Generating real-world insights from simulated data  

Now that the Simulacrum is live and has the backing of the NHS, Public Health England and patient groups, how can researchers use it to improve the development of better cancer medicines and improve patient outcomes? 

One key area will be generating real-world evidence in cancer, as Adam Reich, expert in real-world and analytics solutions at IQVIA explained. 

“A lot of time and effort has been put into exploring the use of Simulacrum to create a model to access the real data being collected by the National Cancer Registry and Analysis Service and show that it’s a model that researchers and industry can use going forward,” he said. 

Simulated datasets can also allow us to potentially answer some questions without requiring actual patient data at all. Meanwhile, in many more circumstances, the Simulacrum will tell us whether there are enough patients to run a study using anonymous, aggregated data, where individual patients cannot be identified,” Reich said. 

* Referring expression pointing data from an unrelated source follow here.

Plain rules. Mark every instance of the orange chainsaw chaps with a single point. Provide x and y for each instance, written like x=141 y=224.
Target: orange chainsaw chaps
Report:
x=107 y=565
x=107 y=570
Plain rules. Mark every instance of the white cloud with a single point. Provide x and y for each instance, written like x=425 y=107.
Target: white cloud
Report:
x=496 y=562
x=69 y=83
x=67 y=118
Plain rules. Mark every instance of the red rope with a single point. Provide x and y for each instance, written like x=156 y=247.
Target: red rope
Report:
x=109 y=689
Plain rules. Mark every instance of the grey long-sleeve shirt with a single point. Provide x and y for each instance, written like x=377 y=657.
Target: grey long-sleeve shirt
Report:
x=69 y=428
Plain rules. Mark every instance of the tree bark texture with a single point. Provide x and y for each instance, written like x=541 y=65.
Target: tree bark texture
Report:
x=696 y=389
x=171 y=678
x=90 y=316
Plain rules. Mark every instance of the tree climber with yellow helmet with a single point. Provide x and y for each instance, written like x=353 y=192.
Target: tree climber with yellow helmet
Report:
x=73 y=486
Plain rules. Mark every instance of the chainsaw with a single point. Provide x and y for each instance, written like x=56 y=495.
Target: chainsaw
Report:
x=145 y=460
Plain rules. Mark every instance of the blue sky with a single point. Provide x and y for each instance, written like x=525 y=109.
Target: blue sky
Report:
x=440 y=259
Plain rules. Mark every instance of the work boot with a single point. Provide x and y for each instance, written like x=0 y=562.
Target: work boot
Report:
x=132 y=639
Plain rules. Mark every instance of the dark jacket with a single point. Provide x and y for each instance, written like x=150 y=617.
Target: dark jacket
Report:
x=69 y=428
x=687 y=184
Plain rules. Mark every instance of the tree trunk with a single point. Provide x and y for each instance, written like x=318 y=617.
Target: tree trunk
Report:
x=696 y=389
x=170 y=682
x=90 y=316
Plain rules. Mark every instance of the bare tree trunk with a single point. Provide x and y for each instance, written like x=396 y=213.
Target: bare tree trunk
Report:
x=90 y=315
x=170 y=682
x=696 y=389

External stakeholders such as payers and providers, especially in the UK, have already recognised, and in some cases mandated, that real-world evidence be used to support decisions related to reimbursement and access to medicines. Here too, Reich said, there were benefits. “The application of simulated datasets, and Simulacrum particularly, can help address challenges with generating real-world evidence and establish a gateway to improved real-world evidence in oncology.”  

Simulacrum: unlocking the potential of real world evidence  

The launch of the Simulacrum is just the beginning for bringing simulated data into the mainstream and providing researchers with real-world applications for its use in drug development, market access and approval.  

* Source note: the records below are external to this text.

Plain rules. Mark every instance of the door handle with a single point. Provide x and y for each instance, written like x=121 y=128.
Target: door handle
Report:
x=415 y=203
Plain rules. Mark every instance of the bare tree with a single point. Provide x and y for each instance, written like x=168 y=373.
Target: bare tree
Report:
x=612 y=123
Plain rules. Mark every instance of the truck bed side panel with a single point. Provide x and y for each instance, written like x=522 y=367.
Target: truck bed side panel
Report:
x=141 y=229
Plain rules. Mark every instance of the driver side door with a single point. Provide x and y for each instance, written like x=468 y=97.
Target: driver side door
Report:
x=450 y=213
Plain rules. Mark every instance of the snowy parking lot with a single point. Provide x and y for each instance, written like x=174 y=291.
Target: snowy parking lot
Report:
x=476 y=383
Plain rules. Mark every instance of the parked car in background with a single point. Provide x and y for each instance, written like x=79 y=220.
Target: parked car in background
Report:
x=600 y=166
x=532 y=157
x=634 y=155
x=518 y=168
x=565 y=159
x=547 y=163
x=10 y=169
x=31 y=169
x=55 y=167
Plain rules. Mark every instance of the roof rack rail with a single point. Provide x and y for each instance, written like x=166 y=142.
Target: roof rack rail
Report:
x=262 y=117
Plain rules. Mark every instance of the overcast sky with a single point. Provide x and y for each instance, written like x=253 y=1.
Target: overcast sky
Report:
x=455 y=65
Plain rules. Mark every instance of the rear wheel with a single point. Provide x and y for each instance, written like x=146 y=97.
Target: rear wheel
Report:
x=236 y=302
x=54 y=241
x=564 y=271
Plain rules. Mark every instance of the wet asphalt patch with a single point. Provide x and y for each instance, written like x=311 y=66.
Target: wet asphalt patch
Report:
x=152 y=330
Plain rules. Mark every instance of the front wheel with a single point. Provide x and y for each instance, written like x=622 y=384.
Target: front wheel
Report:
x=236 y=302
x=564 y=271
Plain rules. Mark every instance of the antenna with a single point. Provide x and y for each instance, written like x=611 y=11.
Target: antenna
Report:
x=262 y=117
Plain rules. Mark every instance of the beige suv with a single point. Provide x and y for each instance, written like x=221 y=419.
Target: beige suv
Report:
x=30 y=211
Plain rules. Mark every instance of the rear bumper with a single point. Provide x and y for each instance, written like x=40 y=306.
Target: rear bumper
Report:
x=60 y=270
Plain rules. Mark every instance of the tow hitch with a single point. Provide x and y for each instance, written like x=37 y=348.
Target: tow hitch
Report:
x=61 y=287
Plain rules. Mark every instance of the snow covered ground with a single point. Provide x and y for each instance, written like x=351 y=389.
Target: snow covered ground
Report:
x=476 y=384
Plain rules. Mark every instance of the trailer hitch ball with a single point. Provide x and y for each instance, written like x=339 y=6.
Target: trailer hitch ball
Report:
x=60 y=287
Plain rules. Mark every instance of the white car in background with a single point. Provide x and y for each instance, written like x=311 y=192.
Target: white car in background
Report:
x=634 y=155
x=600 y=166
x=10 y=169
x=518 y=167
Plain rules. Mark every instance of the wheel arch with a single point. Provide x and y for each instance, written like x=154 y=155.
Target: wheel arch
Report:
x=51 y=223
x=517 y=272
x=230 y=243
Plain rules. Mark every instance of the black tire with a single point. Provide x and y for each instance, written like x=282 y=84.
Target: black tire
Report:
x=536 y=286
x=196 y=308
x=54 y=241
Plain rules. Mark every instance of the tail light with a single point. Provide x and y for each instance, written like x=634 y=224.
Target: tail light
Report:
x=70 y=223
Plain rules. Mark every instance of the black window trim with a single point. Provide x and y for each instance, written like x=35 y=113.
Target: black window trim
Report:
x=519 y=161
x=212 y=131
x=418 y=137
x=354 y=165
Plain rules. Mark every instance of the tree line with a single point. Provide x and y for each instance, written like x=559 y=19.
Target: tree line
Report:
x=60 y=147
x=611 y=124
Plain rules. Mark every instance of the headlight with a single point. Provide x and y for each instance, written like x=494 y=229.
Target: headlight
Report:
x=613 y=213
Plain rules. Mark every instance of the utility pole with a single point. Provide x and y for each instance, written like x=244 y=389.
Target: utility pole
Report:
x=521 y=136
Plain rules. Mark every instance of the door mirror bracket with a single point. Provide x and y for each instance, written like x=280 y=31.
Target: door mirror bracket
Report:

The simulated data within the database was originally generated using a machine learning algorithm and, as Rashbass noted“in the future this rich data source could have a lot of potential for use with artificial intelligence”. 

Expansion of the Simulacrum is also on the agenda. “Obviously the data will go out of date over time and our aim is to update the data, and we anticipate at least annual updates of the dataset to coincide with the annual updates of cancer registration data,” said Rashbass. “However, the other thing that we need to add in is additional datasets and there is work going on at the moment to add in radiotherapy and molecular data to increase the richness of the datasets that are there. 

Ultimately, as Reich said, the intention is “to build on it and add to it so that we can use the data to help more people and improve outcomes”.